La synthèse de P. T., d’une clarté remarquable, tout en rendant justice à la volonté réformiste et à l’énergie dépensée pour cela dans les dernières années (= sarkoziennes), manifestait sans complaisance les limites de l’exercice d’une réforme menée d’abord avec des œillères de comptable. Il en est en effet résulté :

Une focalisation sur les économies rapides, qui peuvent à la fin se révéler ruineuses.

Une absence de concertation et une confusion entre vitesse et précipitation.
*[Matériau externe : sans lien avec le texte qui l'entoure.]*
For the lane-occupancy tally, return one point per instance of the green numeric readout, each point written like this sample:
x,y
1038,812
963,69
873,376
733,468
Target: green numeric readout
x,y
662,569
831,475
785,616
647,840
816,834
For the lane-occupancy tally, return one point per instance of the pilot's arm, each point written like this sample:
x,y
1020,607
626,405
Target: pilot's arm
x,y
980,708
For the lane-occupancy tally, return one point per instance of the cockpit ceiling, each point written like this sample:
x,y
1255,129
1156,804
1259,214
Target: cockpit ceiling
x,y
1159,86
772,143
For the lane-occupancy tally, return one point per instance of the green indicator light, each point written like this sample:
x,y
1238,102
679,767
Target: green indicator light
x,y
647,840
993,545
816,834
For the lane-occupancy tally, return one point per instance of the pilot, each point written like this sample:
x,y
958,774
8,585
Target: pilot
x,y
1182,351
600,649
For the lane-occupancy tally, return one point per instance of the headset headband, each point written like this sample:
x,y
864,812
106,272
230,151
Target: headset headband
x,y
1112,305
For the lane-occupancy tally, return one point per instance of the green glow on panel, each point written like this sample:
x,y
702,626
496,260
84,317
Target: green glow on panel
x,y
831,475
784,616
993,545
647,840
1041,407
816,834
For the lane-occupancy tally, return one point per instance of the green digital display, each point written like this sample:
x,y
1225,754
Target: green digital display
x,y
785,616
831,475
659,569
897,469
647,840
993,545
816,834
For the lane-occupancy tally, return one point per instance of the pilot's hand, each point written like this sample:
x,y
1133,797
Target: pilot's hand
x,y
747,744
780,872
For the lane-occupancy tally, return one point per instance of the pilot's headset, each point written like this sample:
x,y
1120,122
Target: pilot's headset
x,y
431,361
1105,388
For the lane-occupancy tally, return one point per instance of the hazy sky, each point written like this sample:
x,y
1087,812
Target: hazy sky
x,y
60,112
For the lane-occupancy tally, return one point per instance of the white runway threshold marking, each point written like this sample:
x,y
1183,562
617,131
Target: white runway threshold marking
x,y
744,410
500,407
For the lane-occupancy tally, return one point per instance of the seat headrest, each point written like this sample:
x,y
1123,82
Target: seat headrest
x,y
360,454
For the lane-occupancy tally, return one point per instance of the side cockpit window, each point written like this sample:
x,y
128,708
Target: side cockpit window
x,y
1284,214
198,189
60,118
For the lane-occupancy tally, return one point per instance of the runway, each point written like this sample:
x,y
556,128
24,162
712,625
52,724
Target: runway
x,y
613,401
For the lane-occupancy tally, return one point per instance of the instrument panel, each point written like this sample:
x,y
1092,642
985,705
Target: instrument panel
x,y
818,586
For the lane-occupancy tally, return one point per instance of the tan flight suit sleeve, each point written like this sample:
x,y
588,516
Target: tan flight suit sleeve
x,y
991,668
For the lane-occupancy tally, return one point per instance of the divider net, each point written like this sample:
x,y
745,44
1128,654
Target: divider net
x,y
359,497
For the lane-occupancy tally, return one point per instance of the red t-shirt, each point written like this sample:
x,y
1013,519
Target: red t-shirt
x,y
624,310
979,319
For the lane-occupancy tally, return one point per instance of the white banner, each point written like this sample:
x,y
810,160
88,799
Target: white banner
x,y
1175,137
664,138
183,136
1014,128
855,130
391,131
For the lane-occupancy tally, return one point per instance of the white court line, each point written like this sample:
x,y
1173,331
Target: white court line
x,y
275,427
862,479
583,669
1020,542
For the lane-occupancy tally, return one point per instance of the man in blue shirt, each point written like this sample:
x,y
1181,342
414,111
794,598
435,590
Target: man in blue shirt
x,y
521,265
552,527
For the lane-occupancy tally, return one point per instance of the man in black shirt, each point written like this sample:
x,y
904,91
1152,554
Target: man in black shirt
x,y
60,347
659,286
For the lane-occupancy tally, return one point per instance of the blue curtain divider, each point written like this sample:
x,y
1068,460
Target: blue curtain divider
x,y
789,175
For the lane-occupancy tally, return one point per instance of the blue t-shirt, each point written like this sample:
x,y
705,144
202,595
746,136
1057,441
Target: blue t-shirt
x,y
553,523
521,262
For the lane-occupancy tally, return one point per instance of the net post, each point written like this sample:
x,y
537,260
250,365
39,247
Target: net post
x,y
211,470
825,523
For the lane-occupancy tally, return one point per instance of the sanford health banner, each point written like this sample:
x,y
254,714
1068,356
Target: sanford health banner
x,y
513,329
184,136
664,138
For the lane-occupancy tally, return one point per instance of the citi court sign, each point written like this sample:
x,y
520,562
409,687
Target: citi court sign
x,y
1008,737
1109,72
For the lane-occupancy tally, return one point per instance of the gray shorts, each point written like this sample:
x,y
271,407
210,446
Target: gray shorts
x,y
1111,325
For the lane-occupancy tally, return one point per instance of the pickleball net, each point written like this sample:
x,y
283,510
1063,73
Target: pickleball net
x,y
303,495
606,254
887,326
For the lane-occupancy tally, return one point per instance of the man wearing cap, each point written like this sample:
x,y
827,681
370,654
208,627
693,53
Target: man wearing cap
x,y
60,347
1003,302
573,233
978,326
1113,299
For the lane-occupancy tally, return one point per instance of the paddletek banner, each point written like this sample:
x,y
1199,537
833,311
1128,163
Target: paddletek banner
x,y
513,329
Une focalisation sur l’appareil étatique et sur chaque ministère pris isolément, sans prise en compte suffisante de l’interministériel et du rapport aux collectivités publiques et aux institutions de solidarité nationale.

 

 

La LOLF (loi organique relative aux lois de finances, 2001, appliquée depuis 2006) et la prolifération d’une « évaluation » dont nul n’est en mesure de clarifier les critères, de prouver le non-arbitraire et enfin de l’évaluer, ont été abordées lors des échanges.

 

Ce qu’un auditeur français pouvait conclure de cet exposé lucide, c’est que l’unique résultat indiscutable d’une agitation compulsive assortie du montage de nombreuses « usines à gaz », semblait avoir été un nouvel accroissement du pouvoir de certains grands corps et de l’énarchie. C’est là un mal récurrent du réformisme de certains pays, un élément majeur dans le tableau clinique des dysfonctionnements. Cette observation peut avoir pour avantage d’identifier les freins en cas d’échec continuel de la réforme.

 

En outre, l’application de l’individualisme radical à l’économie globale produit une crise sociale effroyable dans de très nombreux pays, ce qui à la fois tend à y accroître le volume de l’assistance offerte par l’Etat, et à y exiger une cure d’amaigrissement drastique de ce même Etat. Cette contradiction fatale accule tous les régimes concernés, soit à l’endettement indéfini, soit à la faillite, ou à la révolution sociale. De là le caractère aussi parfaitement odieux qu’inefficace des politiques menées sur la base de principes impolitiques, absurdes et immoraux.